Publié par Thierry Martin le 24 mars 2023

BoJo n’a pas dit son dernier mot et se pose en recours en s’opposant à Rishi Sunak et aux « bregretistes » du Parti Tory toujours prêts aux concessions vis-à-vis du régime de Bruxelles.

« C’est inacceptable. Je voterai contre les arrangements proposés», a affirmé Boris Johnson dans un communiqué publié mercredi matin, avant le vote qui a validé l’accord conclu entre Londres et Bruxelles sur les règles commerciales dans l’Ulster, la province britannique d’Irlande par 515 voix contre 29. Les Tories ont reçu l’appui des Travaillistes (socialistes) ainsi que celui du parti Libéral Démocrate.
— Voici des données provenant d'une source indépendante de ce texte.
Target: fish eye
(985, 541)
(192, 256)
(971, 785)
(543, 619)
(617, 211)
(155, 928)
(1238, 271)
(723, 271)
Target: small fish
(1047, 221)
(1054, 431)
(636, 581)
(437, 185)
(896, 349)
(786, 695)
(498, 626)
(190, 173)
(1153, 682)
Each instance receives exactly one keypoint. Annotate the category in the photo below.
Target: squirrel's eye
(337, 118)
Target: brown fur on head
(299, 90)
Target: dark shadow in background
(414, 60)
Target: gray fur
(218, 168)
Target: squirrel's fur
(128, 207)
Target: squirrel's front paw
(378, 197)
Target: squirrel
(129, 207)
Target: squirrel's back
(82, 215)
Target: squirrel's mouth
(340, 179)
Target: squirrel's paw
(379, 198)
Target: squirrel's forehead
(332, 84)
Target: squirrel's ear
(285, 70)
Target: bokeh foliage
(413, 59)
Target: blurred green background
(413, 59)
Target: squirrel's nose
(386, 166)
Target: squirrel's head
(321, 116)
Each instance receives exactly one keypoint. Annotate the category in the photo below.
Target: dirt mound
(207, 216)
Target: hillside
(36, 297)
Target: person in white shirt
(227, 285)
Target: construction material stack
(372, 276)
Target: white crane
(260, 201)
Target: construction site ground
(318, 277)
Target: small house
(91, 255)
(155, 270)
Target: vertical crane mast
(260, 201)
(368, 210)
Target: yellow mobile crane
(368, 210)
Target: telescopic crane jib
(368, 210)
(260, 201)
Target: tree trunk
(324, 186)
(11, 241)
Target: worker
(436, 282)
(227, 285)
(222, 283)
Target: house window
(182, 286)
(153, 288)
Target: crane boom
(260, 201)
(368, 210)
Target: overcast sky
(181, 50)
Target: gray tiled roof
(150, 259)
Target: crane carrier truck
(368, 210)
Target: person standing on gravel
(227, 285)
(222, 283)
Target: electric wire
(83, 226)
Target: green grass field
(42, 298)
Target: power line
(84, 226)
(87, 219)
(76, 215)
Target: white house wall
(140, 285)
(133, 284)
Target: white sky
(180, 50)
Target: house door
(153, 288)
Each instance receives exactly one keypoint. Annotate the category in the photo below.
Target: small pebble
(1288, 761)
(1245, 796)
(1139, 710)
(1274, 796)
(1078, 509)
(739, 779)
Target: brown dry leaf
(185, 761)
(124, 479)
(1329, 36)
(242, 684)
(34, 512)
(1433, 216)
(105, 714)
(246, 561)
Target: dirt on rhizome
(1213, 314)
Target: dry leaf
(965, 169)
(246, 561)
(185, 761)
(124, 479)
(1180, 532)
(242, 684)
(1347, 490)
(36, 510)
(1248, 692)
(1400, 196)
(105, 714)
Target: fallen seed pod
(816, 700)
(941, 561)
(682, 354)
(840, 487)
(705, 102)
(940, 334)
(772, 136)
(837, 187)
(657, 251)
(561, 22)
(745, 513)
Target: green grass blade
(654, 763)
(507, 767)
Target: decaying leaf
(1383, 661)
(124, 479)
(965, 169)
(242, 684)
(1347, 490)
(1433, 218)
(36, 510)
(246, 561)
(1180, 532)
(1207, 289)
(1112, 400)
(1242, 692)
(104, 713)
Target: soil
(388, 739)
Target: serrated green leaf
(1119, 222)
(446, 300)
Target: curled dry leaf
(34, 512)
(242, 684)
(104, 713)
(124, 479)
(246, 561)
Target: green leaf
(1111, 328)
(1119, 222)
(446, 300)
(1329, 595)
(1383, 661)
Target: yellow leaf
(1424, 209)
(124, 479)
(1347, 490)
Dans les contres nous retrouvons les deux anciens Premier ministre Boris Johnson et Liz Truss, ainsi que les fidèles Priti Patel, Jacob Rees-Mogg et Sir Jake Berry, un total de 22 Tories auxquelles s’ajoutent 6 DUP conduit par Sir Jeffrey Donaldson et un indépendant. En effet les députés britanniques se sont prononcés sur un des éléments de cet accord du « cadre de Windsor » (Windsor Framework) signé le 27 février entre le nouveau premier ministre Rishi Sunak et la présidente de la Commission européenne Ursula von der Leyen. Au Royaume-Uni tout passe par le parlement et personne n’y voit rien à redire, bien au contraire. Il s’agit ici d’une mesure, appelée « frein de Stormont » du nom du parlement local nord-irlandais, permettant aux députés de la province britannique de bloquer l’application de nouvelles règles commerciales votées à Bruxelles, et susceptibles de s’appliquer en Irlande du Nord.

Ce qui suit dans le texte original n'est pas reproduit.